Jitters calmed and unity maintained as Central Bank role offers compromise
Everyone in the ECB remembers how Weidmann’s predecessor, Axel Weber, and Asmussen’s, Jurgen Stark, each left the central bank in protest at its previous bond-buying initiative. These public displays of internal disaffection did little for confidence in the ECB’s ability to fight the crisis.
Weidmann is now seen as the arch protector of the rules that the ECB should not engage in the illegal printing of money to finance member states, the ultimate bulwark against any watering down of the institution’s core principles.
By contrast, European sources say Asmussen became convinced relatively early that something should be done for the Irish. His declaration last September that negotiators were under “heavy time pressure” to settle the matter was seen in Dublin as a big step forward.
Slow progress
Progress was painfully slow, however. After the Government stepped up diplomatic pressure for a deal in the autumn, there was some anticipation in Coalition circles that a deal might be possible before the budget in December. It was not to be.
While Irish politicians and media may have a bottomless appetite for debate on the infamous “prom notes”, the question only recently rose to the top of the ECB’s agenda. The bank has a multitude of issues to tackle at any one time and there was no great rush to settle the Irish question long before the March 31st deadline.

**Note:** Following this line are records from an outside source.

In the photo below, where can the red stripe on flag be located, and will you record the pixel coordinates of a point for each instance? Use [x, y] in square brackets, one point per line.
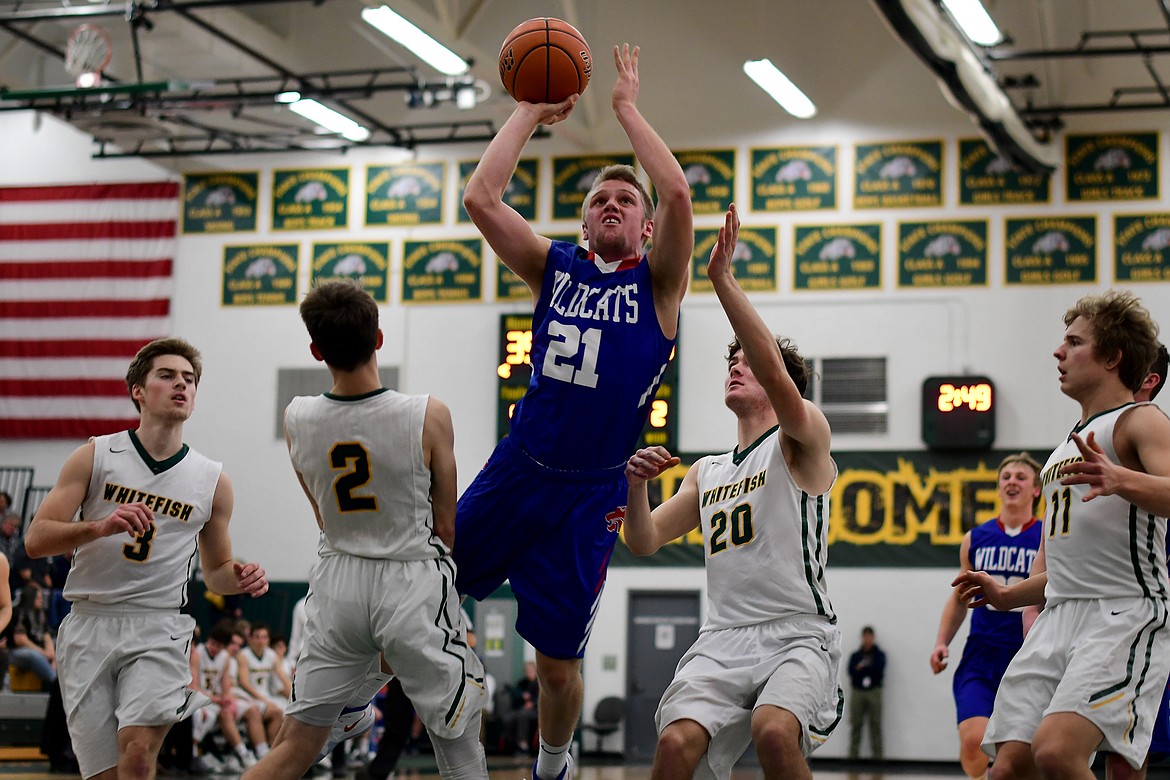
[69, 309]
[131, 191]
[88, 230]
[71, 349]
[62, 428]
[84, 269]
[45, 387]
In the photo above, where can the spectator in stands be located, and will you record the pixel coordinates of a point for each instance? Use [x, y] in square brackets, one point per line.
[33, 649]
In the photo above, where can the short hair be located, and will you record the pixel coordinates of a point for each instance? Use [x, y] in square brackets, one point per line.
[795, 364]
[342, 319]
[1160, 367]
[620, 173]
[1026, 460]
[1120, 324]
[140, 366]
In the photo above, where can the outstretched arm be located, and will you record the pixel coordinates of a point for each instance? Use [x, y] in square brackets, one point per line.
[507, 232]
[646, 531]
[674, 236]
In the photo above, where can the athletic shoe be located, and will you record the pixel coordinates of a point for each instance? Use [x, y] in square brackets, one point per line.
[353, 722]
[566, 773]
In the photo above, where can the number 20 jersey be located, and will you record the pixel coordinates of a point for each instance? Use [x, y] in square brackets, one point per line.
[1106, 547]
[598, 356]
[152, 570]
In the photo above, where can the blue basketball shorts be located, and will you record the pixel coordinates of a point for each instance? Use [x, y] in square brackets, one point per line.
[977, 677]
[550, 533]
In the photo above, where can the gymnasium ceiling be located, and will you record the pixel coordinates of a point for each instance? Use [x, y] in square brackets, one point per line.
[224, 61]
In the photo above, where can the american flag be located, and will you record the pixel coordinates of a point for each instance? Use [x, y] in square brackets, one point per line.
[85, 280]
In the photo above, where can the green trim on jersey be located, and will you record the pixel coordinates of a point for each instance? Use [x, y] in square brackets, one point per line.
[363, 397]
[1081, 426]
[737, 456]
[157, 467]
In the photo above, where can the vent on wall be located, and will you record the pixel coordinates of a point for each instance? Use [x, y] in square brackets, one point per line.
[852, 392]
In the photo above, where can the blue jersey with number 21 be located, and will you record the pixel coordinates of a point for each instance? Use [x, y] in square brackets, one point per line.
[598, 356]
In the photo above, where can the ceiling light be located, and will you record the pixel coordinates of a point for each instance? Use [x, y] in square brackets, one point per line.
[330, 119]
[780, 88]
[975, 21]
[427, 49]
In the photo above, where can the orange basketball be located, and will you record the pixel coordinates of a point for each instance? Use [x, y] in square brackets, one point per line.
[544, 61]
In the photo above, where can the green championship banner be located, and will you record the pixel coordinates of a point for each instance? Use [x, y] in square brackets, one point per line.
[889, 509]
[310, 199]
[572, 178]
[260, 275]
[1116, 166]
[1050, 250]
[1141, 247]
[220, 202]
[988, 179]
[515, 371]
[752, 261]
[520, 193]
[899, 174]
[442, 271]
[710, 174]
[367, 262]
[405, 194]
[942, 254]
[793, 178]
[837, 257]
[510, 287]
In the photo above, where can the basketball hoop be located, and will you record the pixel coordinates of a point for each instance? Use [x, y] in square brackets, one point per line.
[88, 54]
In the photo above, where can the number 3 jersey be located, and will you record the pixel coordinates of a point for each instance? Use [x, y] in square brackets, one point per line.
[765, 540]
[1106, 547]
[598, 356]
[362, 460]
[151, 570]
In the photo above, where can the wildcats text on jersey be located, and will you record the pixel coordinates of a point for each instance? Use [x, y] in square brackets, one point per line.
[159, 504]
[577, 302]
[1014, 560]
[745, 485]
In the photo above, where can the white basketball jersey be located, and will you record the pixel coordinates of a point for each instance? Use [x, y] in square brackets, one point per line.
[362, 460]
[764, 539]
[1101, 549]
[152, 570]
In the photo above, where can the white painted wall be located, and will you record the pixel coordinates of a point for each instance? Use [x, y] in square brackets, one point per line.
[449, 350]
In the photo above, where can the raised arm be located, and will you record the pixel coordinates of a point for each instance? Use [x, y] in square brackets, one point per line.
[439, 450]
[646, 531]
[53, 531]
[954, 613]
[509, 235]
[674, 236]
[221, 573]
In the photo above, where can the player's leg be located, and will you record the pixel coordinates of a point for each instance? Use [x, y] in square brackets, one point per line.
[680, 747]
[970, 747]
[1064, 745]
[138, 751]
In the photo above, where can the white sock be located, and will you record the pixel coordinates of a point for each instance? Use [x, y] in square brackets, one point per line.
[551, 759]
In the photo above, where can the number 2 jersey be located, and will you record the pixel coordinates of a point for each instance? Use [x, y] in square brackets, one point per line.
[362, 460]
[1106, 547]
[151, 570]
[765, 539]
[598, 356]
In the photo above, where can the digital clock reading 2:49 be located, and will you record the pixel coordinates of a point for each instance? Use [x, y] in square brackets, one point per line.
[958, 412]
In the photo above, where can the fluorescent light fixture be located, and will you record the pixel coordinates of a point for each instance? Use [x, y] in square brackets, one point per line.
[330, 119]
[975, 21]
[780, 88]
[425, 47]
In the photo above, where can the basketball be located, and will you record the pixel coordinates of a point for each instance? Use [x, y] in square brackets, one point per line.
[544, 61]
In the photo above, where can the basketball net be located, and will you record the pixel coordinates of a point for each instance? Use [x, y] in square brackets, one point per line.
[88, 53]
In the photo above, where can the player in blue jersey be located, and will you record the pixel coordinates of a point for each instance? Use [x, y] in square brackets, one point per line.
[1004, 546]
[545, 510]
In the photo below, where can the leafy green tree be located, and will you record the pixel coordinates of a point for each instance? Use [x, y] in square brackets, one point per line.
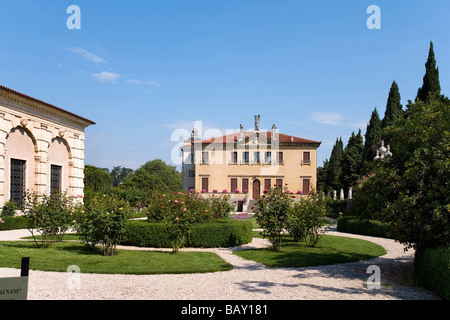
[394, 108]
[96, 179]
[352, 160]
[421, 148]
[322, 176]
[143, 180]
[118, 174]
[410, 189]
[166, 173]
[272, 214]
[431, 88]
[335, 166]
[372, 137]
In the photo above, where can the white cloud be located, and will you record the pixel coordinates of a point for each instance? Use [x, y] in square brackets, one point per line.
[327, 118]
[146, 82]
[106, 76]
[86, 54]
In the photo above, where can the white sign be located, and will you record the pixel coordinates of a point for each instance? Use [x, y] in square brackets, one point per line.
[13, 288]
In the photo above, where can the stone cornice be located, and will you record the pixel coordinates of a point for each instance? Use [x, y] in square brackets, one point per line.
[15, 100]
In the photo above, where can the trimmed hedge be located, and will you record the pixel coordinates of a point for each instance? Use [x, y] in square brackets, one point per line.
[372, 228]
[432, 270]
[221, 234]
[13, 223]
[141, 233]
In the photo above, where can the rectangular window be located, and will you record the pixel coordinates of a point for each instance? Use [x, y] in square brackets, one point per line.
[55, 178]
[256, 157]
[245, 185]
[306, 186]
[233, 184]
[246, 157]
[280, 157]
[17, 187]
[267, 184]
[233, 157]
[279, 183]
[306, 157]
[268, 159]
[205, 157]
[205, 184]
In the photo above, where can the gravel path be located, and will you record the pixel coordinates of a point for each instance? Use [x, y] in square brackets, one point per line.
[247, 281]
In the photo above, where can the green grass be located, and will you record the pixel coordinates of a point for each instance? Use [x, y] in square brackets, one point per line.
[62, 255]
[330, 250]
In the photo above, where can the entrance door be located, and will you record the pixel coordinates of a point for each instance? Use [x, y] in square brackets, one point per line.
[256, 189]
[17, 186]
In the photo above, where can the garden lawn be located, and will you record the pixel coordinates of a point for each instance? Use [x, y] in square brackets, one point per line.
[330, 250]
[62, 255]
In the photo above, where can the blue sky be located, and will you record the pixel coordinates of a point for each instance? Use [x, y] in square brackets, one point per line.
[143, 69]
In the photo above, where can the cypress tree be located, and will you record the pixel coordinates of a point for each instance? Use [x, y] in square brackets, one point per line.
[335, 166]
[373, 136]
[322, 173]
[394, 108]
[352, 160]
[431, 88]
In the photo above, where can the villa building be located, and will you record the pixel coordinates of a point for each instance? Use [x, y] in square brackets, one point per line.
[41, 147]
[245, 163]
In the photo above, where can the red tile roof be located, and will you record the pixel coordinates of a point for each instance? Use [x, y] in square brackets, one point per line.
[282, 138]
[46, 103]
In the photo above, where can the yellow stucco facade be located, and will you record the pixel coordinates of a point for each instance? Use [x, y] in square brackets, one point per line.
[245, 163]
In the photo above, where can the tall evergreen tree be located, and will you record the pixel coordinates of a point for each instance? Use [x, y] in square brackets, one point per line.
[372, 137]
[394, 108]
[322, 173]
[431, 88]
[335, 166]
[352, 160]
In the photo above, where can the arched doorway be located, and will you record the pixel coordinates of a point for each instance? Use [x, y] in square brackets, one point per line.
[20, 165]
[256, 189]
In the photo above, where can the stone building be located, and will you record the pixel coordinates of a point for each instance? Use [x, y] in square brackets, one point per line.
[41, 147]
[245, 163]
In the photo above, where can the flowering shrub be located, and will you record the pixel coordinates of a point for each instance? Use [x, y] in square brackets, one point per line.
[9, 209]
[49, 215]
[306, 223]
[102, 222]
[180, 210]
[272, 214]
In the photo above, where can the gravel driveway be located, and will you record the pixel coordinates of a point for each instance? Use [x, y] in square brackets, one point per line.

But with the political temperature in Dublin rising relentlessly, the Government started agitating again for a breakthrough at the start of the year and kept the pressure on.
While the basic Irish proposal finally reached the governing council a fortnight ago, it fell foul of concerns that any initiative in which the Central Bank of Ireland would hold the new bonds to maturity could be read as straightforward monetary financing.
The compromise, tabled in recent days by Irish negotiators, was that the new bonds would be held as tradable instruments by the Central Bank in anticipation that they would be sold on later to private investors. The argument, therefore, is that the Central Bank is stepping into the breach temporarily.
Intense speculation
In Dublin on Wednesday afternoon, there was intense speculation that a dinner meeting of the governing council that night would back the deal (or not object to it). In the event, certain members of the council were said to have sought more time. It was only at noon in Dublin yesterday that word came through that the deal was definitively on.